VATICAN CITY (CNS) — Pope Francis has named Jesuit Father Stephen Chow Sau-yan, a native of Hong Kong and provincial of the Jesuits’ Chinese province, to be the new bishop of Hong Kong.

The appointment of the 61-year-old Jesuit, who also serves as supervisor of the Jesuits’ Wah Yan colleges in Hong Kong, was announced by the Vatican May 17.

Bishop-designate Chow will take over from Cardinal John Tong Hon, former bishop of Hong Kong, who had been serving as apostolic administrator of the diocese since the death in January 2019 of Bishop Michael Yeung Ming-cheung, a onetime refugee who earned a master’s degree in communications from Syracuse University in the early 1980s.

In an article published in November in Hong Kong’s Ming Pao Weekly magazine, Father Chow said one of his roles at the colleges is to be “a bridge” between members of the school community — both staff and students — who have divergent views on how much autonomy Hong Kong should have from the central Chinese government.

“Do you know how a bridge works?” Father Chow asked the magazine. “A bridge must be stepped over by people, so that it can bring people to the other side.”
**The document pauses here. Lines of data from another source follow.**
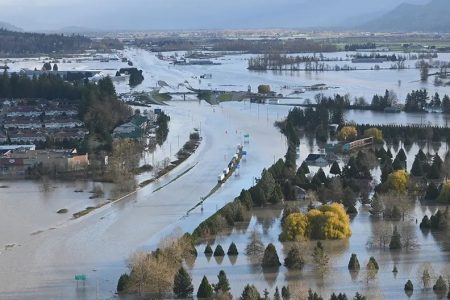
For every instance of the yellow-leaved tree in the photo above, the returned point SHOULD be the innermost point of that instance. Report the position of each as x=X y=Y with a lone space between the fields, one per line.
x=329 y=221
x=347 y=133
x=398 y=181
x=376 y=133
x=295 y=227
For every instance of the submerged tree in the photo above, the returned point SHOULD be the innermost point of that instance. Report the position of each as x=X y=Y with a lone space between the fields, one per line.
x=182 y=285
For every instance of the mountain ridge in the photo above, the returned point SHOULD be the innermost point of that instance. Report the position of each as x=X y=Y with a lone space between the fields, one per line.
x=430 y=17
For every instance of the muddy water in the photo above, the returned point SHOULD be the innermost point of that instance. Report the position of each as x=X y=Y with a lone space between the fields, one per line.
x=432 y=248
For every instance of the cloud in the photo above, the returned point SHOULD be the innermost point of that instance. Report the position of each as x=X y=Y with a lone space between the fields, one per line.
x=184 y=14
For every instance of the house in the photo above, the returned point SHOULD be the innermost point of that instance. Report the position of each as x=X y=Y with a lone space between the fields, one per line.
x=61 y=111
x=68 y=134
x=24 y=111
x=139 y=121
x=15 y=167
x=300 y=194
x=27 y=136
x=62 y=122
x=78 y=162
x=316 y=159
x=127 y=130
x=22 y=122
x=3 y=138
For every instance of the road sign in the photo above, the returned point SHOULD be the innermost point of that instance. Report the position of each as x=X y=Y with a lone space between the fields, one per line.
x=80 y=277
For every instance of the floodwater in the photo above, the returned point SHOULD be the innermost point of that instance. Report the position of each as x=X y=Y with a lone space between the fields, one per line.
x=99 y=244
x=431 y=249
x=232 y=75
x=42 y=250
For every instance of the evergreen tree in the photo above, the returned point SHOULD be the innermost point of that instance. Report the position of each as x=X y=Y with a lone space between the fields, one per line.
x=270 y=258
x=223 y=285
x=374 y=263
x=435 y=170
x=305 y=168
x=205 y=290
x=335 y=169
x=208 y=250
x=440 y=285
x=421 y=156
x=232 y=250
x=446 y=104
x=395 y=242
x=294 y=259
x=409 y=287
x=398 y=164
x=417 y=169
x=266 y=294
x=219 y=251
x=122 y=283
x=401 y=155
x=340 y=296
x=250 y=293
x=358 y=296
x=313 y=295
x=353 y=264
x=285 y=293
x=432 y=192
x=182 y=284
x=276 y=295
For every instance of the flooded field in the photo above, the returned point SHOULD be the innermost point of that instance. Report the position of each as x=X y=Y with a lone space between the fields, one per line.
x=55 y=248
x=429 y=249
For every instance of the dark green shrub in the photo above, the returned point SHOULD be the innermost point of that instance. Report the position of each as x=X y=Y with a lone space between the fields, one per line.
x=205 y=290
x=294 y=259
x=182 y=284
x=219 y=251
x=374 y=263
x=353 y=264
x=270 y=258
x=395 y=242
x=440 y=286
x=122 y=283
x=409 y=287
x=208 y=250
x=232 y=250
x=250 y=293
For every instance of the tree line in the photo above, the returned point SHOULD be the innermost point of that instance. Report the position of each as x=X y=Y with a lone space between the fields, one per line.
x=14 y=43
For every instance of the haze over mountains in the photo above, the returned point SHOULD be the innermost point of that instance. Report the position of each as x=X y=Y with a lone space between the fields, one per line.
x=431 y=17
x=104 y=15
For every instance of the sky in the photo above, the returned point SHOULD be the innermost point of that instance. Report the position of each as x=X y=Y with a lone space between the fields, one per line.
x=189 y=14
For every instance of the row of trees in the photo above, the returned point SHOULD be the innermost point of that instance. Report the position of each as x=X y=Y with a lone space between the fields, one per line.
x=273 y=45
x=18 y=44
x=408 y=133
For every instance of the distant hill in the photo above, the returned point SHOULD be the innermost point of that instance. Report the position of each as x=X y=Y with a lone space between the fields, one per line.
x=431 y=17
x=14 y=43
x=7 y=26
“Being a bridge, in a sense, entails bearing the burden. My words may not cater to both sides, but at least, it brings people from the two sides to come together in the middle. Otherwise, there is no future for society,” he said, according to the English translation of the article, which was published on the Chinese province’s website.

“In Wah Yan, everybody can speak what they want, any topic, as long as it is not propaganda but a discussion from different perspectives supported by convincing facts,” he said.

Welcoming Bishop-designate Chow’s appointment, Jesuit Father Arturo Sosa, superior general of the order, said, “I am happy that Father Stephen can continue to serve, and I wish him every blessing in this new ministry. The Jesuits are proud of our links with the Chinese people, which go back to the great missionary Matteo Ricci who had such a respect for Chinese culture.”

At a book presentation at the Jesuit headquarters May 11, Father Sosa described the Chinese province as “very complex because it includes mainland China and also the island of Taiwan and Hong Kong and Macao.”

“All together there are about 160 Jesuits in the catalog and others who are not in the catalogue, who are basically in mainland China,” Father Sosa said. While the 160 are distributed throughout the province, “the majority — especially the majority of the young — are in mainland China.”